Tuesday, May 13, 2014

A Colossal Con Man

One newspaper headline read: "Most Amazing and Fantastic Story of the Year." The year was 1938; the story was the unmasking of a con man posing as Dr. Frank Donald Coster; and all these years later, the forgotten, fantastic story is being retold in the documentary Self Made: The American Dreams of Philip Musica.

Director Robert Kalm, an Emmy winning producer, will be presenting this work-in-progress Wednesday May 14th at the Fairfield Museum in Fairfield, Connecticut. The same city where Brooklyn high school dropout and twice-convicted felon Musica shot himself after his elaborate impersonation of the CEO of a major pharmaceuticals firm came crashing down.

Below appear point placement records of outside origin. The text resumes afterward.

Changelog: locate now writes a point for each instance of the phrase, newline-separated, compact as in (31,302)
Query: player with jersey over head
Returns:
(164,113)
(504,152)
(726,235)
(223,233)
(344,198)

Along with a screening of the film, Kalm will also share a slide show of Musica family photos, personal papers and other artifacts obtained in many cases via Freedom of Information Act requests.

The motivation for the film is familial. Both of Kalm’s grandparents were employees and relatives of Coster by marriage. But the scope of this story is much larger:

There was no equal to the McKesson & Robbins fraud in imagination or international scope until the Enron and Madoff scandals of the early 21st century. The untold story of Philip Musica is an astounding narrative of American history that shuffles the questions on every American mind today.
His story is a spinning wheel of immigration and innovation, family and ambition, freedom and morality, the ninety-nine and the one percent.

Kalm has been working on the project for a number of years.